A imagem grotesca do ditador Nicolás Maduro, do rígido burocrata cubano Miguel Díaz-Canel, do delirante Daniel Ortega ou dos irrelevantes presidentes de Honduras e da Bolívia não são meros acidentes históricos. Eles são as faces visíveis de um fenômeno profundamente corrosivo: as receitas ideológicas dos grupos populistas da América Latina, que resultaram não apenas na supressão das liberdades fundamentais e no desmantelamento das instituições democráticas, mas também na devastação econômica.

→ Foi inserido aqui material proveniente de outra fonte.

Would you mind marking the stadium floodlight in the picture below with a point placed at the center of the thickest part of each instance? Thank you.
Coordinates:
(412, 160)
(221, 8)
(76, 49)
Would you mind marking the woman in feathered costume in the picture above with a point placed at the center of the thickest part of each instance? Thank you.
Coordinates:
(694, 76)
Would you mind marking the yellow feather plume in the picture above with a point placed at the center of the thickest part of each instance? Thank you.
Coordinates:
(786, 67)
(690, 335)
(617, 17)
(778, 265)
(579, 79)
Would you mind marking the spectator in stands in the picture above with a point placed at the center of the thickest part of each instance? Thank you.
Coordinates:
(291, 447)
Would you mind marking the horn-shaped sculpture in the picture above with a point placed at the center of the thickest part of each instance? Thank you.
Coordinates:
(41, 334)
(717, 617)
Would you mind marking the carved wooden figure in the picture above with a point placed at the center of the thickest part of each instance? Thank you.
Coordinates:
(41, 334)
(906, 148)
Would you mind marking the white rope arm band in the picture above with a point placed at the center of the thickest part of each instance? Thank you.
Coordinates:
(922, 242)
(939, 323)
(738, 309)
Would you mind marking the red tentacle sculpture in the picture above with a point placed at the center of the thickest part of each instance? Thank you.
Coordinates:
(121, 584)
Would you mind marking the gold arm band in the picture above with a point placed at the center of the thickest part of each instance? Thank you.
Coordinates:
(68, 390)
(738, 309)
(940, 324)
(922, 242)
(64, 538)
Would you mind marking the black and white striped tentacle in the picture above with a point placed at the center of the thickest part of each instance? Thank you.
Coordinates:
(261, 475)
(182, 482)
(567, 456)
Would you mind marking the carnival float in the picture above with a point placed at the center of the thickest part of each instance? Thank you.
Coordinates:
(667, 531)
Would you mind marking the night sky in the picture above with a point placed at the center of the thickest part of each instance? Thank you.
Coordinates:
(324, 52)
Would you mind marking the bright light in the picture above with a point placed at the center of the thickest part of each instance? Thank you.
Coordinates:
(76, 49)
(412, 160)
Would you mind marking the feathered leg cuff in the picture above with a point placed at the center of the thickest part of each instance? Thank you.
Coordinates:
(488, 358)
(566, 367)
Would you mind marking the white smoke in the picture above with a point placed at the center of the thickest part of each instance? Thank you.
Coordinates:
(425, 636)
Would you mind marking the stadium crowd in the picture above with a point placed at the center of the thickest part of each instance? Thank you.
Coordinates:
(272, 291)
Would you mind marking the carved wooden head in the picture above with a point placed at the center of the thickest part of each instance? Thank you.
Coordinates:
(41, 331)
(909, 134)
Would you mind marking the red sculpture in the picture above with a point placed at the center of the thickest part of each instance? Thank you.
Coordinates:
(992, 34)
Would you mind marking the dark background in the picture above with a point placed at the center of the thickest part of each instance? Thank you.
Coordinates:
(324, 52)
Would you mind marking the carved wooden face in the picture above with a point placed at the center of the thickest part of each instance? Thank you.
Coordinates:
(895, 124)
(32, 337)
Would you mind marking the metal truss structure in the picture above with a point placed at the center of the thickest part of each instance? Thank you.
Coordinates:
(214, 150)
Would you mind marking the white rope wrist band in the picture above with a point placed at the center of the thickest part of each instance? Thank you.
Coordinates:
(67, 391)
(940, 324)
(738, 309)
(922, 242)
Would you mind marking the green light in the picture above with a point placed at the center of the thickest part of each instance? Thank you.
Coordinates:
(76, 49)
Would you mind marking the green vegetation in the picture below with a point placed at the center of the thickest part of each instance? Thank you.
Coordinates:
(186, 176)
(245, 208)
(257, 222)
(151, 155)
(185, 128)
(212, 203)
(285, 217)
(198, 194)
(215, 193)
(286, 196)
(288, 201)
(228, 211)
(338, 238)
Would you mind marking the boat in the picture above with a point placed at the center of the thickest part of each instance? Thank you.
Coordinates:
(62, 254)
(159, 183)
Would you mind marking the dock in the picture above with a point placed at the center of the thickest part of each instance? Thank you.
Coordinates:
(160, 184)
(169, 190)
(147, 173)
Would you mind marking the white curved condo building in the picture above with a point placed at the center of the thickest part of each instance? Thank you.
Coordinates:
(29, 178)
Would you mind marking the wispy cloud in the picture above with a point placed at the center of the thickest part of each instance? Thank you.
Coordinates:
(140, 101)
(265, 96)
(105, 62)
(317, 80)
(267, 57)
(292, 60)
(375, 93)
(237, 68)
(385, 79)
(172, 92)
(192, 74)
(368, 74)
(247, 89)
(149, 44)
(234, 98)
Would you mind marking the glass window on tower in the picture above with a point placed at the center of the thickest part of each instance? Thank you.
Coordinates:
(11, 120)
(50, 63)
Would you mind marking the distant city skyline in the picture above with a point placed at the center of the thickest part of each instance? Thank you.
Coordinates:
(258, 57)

Esses líderes não apenas perpetuaram o autoritarismo sob o pretexto de um discurso redentor, mas também arrastaram seus países a níveis de degradação que eclipsam qualquer promessa de justiça social com a qual eles seduziram as massas. As consequências de seus governos não se limitam a crises econômicas sem precedentes; seu legado é, acima de tudo, a miséria ética que eles transformaram em norma, abrindo as estruturas desses Estados à corrupção e ao crime organizado.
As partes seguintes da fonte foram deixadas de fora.